Dubai forward curve strengthens on expected demand/supply deficit

23 Jul 2021

London (Quantum Commodity Intelligence) – The Dubai physical market structure has rebounded strongly since initially coming under pressure in the aftermath of OPEC+ agreement to increase production by 400,000 barrels per day each month for the rest of the year.

The M2/M4 (October/December) Dubai cash spread was assessed Friday at +$2.16/b, compared to $1.68/b on Monday, according to Quantum data.

The October/December cash spread is the equivalent to the August/October Dubai swaps spread.

Further down the curve the October21/October21 cash spread (August21/August21 swap equivalent) has strengthened by more than $1/b this week, assessed at $6.87/b on Friday compared to Monday’s $5.78/b.


The strengthening of the Dubai curve comes after several forecasts suggest the market will remain in deficit, despite OPEC+ adding 2 million bpd of crude by the end of the year.

The strengthening curve also appears to signal the market discounting significant demand erosion as a result of the Covid-19 variant.

Goldman Sachs said earlier in the week, “our bottom-up estimate of the impact that a Delta wave could have on global demand points to a potential 1 million bpd hit for only a couple months, and even less if vaccines prove effective at lowering hospitalizations."

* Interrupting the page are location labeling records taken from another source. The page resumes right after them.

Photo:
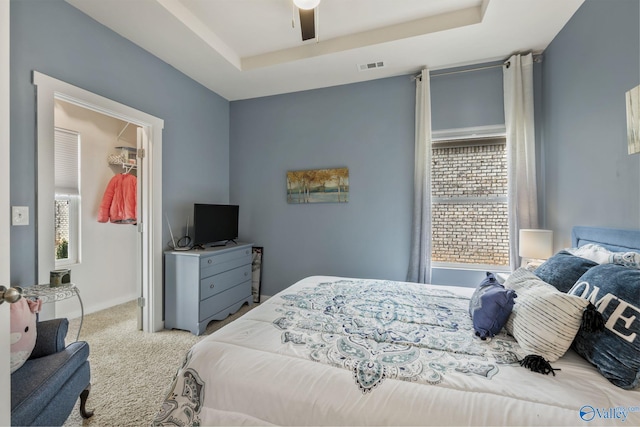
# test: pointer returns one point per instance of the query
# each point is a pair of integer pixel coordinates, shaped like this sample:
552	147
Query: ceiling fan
307	9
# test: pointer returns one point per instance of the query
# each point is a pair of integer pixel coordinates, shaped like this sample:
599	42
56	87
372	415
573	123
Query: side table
48	294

Goldman added that it now forecasts a 3Q 2021 supply/demand deficit of 1.5 million bpd (vs. 1.9 million bpd previously) and a 4Q deficit of 1.7 million bpd, ‘that is increasingly concentrated in OECD markets’.

Morgan Stanley said that despite the OPEC+ agreement to add 400,000 bpd each month up to the end of the year, plus a 400,000 bpd growth forecast for US output between Q2 and Q4, “we still see the market in a stronger deficit in the second half even compared to the first half of 2021.”